3. Sarkozy aimerait que les effectifs ministériels soient réduits (20 conseillers par ministre, et 4 par secrétaire d'Etat). Il n'a jamais respecté sa promesse d'un gouvernement restreint (21 ministres contre 15 promis, et presque autant de secrétaires d'Etat). De surcroît, ses propres effectifs à l'Elysée ont cru de façon incroyable (+10% la première année selon le Figaro).
4. Sarkozy supprime les chasses présidentielles... déjà supprimées depuis 1995 par Jacques Chirac comme l'ont relevé tous les journalistes. Pourquoi donc faire une telle annonce invalidée aussi rapidement ? Sarkozy ne savait-il pas que l'imposture serait aussi vite dévoilée ?

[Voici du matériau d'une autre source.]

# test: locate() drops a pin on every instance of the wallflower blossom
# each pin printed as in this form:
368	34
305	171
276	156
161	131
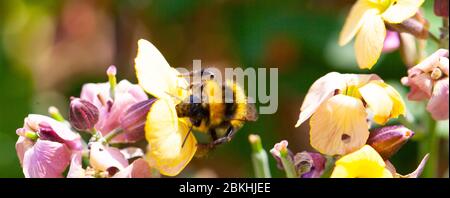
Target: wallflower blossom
338	105
305	164
429	80
164	131
111	110
391	42
45	146
367	20
363	163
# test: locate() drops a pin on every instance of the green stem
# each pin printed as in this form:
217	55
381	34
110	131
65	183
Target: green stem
431	146
259	158
288	164
434	38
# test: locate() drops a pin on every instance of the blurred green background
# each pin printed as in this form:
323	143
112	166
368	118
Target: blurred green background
49	48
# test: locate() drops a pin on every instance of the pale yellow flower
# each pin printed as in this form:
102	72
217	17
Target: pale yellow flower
363	163
164	131
366	21
339	106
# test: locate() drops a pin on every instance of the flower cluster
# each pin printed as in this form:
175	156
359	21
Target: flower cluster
110	113
348	113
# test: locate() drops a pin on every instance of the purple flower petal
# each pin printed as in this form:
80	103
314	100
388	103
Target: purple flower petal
438	104
46	159
138	169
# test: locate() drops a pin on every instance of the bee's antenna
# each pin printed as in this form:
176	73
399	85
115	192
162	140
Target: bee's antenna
176	97
185	138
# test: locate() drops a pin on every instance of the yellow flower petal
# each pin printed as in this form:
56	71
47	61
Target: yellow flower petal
320	91
354	20
155	75
378	101
369	41
400	10
339	126
165	134
399	107
363	163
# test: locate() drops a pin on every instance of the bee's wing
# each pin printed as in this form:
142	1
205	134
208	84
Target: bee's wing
155	75
252	113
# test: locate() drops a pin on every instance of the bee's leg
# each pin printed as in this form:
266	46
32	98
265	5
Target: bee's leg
229	135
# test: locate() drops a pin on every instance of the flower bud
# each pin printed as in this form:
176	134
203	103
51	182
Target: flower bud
276	153
46	132
309	165
83	115
133	121
441	8
388	140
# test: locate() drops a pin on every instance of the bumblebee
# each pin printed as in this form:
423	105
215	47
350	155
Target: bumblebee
181	107
218	110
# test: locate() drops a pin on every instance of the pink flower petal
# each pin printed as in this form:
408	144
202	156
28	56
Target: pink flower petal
71	139
421	87
126	94
23	144
438	104
46	159
432	61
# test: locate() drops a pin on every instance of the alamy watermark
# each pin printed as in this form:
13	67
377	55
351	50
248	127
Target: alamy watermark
260	86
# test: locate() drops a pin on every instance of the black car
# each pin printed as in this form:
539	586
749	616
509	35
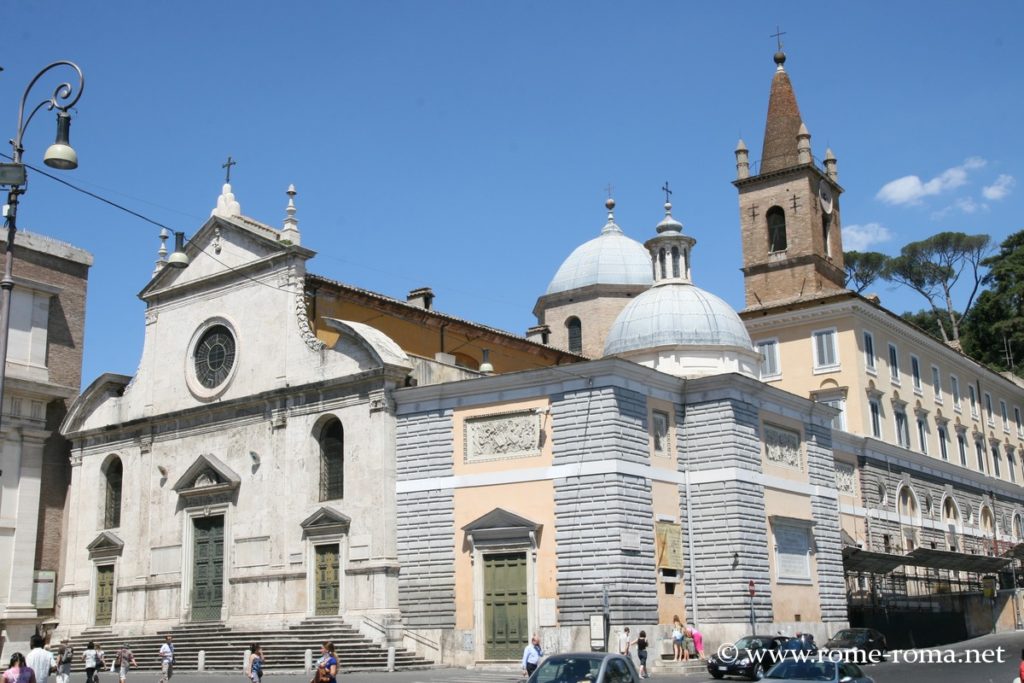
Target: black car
749	656
859	645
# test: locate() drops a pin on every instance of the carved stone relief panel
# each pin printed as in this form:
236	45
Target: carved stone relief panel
502	436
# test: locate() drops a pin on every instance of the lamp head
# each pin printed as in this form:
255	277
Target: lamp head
60	155
178	259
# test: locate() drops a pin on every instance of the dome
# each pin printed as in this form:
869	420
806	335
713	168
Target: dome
610	258
677	314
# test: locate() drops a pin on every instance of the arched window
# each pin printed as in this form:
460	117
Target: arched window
776	228
332	441
574	329
112	506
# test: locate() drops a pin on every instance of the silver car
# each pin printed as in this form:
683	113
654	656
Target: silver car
586	668
795	671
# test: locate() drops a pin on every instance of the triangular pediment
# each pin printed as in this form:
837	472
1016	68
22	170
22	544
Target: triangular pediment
105	545
325	521
500	518
206	475
225	249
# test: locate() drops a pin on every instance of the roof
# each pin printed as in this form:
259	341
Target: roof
781	126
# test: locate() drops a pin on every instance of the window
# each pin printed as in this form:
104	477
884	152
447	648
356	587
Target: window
893	364
112	507
839	402
876	418
769	358
902	428
574	329
659	432
332	442
825	356
776	228
943	438
869	351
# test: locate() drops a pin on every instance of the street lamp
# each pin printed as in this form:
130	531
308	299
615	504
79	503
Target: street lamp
59	155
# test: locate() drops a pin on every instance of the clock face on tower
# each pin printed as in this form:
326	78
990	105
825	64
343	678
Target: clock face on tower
214	356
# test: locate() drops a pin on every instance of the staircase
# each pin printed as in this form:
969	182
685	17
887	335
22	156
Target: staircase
224	647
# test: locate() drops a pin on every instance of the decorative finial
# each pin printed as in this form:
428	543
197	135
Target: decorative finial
779	55
228	164
291	230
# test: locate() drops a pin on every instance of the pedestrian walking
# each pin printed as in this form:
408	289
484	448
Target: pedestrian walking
531	655
167	658
677	639
641	643
40	660
254	665
624	641
124	662
66	656
327	666
90	659
18	671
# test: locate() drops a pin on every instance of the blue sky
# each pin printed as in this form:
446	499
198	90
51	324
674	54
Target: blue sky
467	145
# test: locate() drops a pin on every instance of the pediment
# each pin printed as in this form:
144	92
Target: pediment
205	476
502	527
325	521
105	545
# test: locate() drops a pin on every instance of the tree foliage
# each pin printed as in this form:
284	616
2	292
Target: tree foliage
996	327
862	268
933	266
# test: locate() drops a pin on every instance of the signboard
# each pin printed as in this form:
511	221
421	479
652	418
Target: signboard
43	584
668	546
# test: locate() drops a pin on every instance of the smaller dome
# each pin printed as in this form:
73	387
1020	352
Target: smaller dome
610	258
679	314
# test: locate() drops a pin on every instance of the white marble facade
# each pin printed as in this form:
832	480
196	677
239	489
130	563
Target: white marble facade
224	418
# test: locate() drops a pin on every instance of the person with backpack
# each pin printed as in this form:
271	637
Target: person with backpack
124	662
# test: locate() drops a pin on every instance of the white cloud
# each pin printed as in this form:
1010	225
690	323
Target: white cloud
999	188
862	238
910	188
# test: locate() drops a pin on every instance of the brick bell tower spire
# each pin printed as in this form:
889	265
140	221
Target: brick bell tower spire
788	209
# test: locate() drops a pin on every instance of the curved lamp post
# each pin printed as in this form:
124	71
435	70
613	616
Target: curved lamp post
59	155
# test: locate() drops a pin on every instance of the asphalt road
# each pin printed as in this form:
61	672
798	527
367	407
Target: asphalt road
987	659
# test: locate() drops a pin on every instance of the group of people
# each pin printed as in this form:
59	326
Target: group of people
36	668
686	641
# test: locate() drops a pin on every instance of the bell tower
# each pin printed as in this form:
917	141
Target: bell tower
788	209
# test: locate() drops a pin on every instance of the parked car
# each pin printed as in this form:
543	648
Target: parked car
859	645
794	671
754	654
588	667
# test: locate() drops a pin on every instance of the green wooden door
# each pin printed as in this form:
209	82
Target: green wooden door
208	568
328	581
507	628
104	594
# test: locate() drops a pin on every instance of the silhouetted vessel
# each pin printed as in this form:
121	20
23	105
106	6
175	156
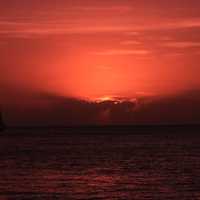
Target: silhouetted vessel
2	125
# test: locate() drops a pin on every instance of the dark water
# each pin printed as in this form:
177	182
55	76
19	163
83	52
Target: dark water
60	166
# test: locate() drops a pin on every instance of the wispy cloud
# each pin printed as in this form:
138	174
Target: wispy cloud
130	42
184	44
122	52
71	26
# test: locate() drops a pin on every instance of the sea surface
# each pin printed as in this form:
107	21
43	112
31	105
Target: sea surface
59	165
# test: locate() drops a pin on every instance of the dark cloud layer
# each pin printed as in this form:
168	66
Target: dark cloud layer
47	109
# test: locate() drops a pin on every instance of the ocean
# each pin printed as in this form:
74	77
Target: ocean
59	165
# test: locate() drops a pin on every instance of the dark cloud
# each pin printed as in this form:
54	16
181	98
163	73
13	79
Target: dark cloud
47	109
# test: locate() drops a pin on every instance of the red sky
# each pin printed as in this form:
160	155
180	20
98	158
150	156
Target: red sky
96	48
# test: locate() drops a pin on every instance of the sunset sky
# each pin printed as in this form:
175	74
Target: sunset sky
96	49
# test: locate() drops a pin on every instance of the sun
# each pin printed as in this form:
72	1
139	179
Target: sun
104	98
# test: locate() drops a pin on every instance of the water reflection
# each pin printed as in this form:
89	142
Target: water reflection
99	167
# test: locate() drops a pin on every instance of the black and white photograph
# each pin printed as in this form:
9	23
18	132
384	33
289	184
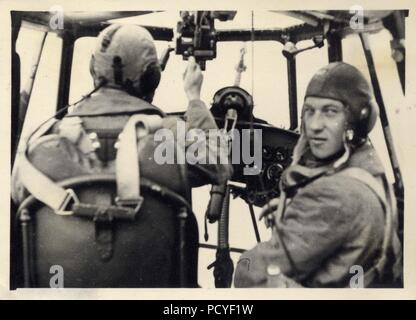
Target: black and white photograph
248	148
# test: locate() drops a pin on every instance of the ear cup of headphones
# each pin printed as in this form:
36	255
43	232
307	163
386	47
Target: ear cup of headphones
365	121
150	79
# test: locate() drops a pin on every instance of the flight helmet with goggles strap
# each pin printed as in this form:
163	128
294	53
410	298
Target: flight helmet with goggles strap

5. Enfin, on attendait quelques clarifications des règles de bonne gouvernance. Le permis de construire d'Alain Joyandet, le cumul des fonctions de trésorier de l'UMP et de ministre par Eric Woerth, les pantouflages à répétition de proches collaborateurs de Nicolas Sarkozy, la rémunération des personnalités missionnées par l'Elysée. En marge de l'affaire Woerth, on apprenait d'ailleurs que la nomination de François Pérol, ex-conseiller économique de Nicola Sarkozy et nommé à la tête des Caisses d'Epargne et des Banques Populaires (depuis fusionnées) ferait bien l'objet d'une information judiciaire pour « prise illégale d’intérêt ». 
Au final, cet inventaire à la Prévert paraît mal préparé, brouillon, incomplet voire contradictoire. Le Monarque croyait corriger l'image désastreuse donnée par ses ministres et lui-même depuis plusieurs mois. Ses annonces ont peut-être eu l'effet inverse.